If you want to get a sense of the extravagance on offer in The National Ballet of Canada’s remount of The Sleeping Beauty, keep in mind that the production requires 340 costumes and 122 wigs. That’s a lot of curly white judge’s manes. Whether it’s a cheer-worthy pirouette or a simple wave, ballet dancers move with an ethereal quality that indeed seems plucked from the Brothers Grimm — which is why their gravity-mocking spins appear completely at home in this ancient mythical yarn.

This 1972 Rudolf Nureyev version of the classic story (after the original choreographed by Marius Petipa) is something of a Canadian artifact. Having a Goliath international talent like Nureyev work so closely with the company was no regular stretch at the bar, and his pedigree still leaps high alongside Tchaikovsky’s twinkling score. Nicholas Georgiadis’ opulent period costumes hark back not only to centuries past, but also to hefty arts budgets long since buried. The detailed patchwork tutus and brocaded court scenes are the stuff that inspires (and actually deserves) platitudes like “feast for the eyes.” Georgiadis’ large-scale set designs — particularly the smoke-clogged layers of forest that envelop Prince Florimund as he journeys to meet his bride — keep this determinedly traditional ballet feeling fresh.

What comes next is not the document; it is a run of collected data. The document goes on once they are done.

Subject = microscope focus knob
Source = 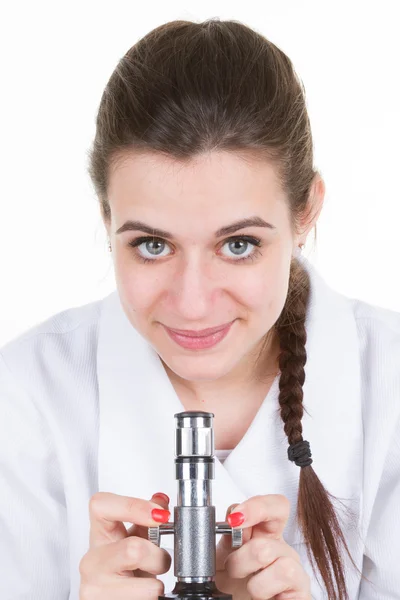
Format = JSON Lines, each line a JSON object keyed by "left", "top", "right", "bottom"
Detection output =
{"left": 148, "top": 523, "right": 175, "bottom": 546}
{"left": 215, "top": 522, "right": 243, "bottom": 549}
{"left": 231, "top": 526, "right": 243, "bottom": 548}
{"left": 148, "top": 526, "right": 161, "bottom": 546}
{"left": 148, "top": 521, "right": 242, "bottom": 549}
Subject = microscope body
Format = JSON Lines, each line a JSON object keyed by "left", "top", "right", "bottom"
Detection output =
{"left": 148, "top": 412, "right": 243, "bottom": 600}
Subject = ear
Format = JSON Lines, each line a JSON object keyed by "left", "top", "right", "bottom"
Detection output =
{"left": 98, "top": 201, "right": 112, "bottom": 234}
{"left": 101, "top": 215, "right": 111, "bottom": 240}
{"left": 311, "top": 175, "right": 325, "bottom": 223}
{"left": 297, "top": 174, "right": 325, "bottom": 245}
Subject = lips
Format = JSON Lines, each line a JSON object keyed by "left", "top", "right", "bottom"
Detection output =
{"left": 164, "top": 321, "right": 235, "bottom": 350}
{"left": 165, "top": 320, "right": 235, "bottom": 338}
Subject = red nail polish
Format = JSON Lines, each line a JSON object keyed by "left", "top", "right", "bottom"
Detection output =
{"left": 151, "top": 508, "right": 170, "bottom": 523}
{"left": 153, "top": 493, "right": 170, "bottom": 504}
{"left": 227, "top": 511, "right": 245, "bottom": 527}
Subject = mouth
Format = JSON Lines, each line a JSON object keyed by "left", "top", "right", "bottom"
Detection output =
{"left": 163, "top": 320, "right": 235, "bottom": 338}
{"left": 162, "top": 320, "right": 236, "bottom": 350}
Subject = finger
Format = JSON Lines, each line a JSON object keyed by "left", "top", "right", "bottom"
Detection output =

Veteran principal dancer Xiao Nan Yu was a mature and magnanimous Princess Aurora in Saturday’s matinee performance, a confident match for guest artist Jason Reilly’s workhorse athleticism in the role of Prince Florimund. But The Sleeping Beauty is less about the story and more about dance itself (even within the plot, much of the action consists of court dances for the king and queen), and is very much an achievement by the whole company. If you’re a longtime ballet patron, come for Princess Aurora’s leg-of-iron balances. If you don’t know the difference between “plier” and “pilates,” you’ll still get prickles at the bravado group numbers and, of course, the big hairdos.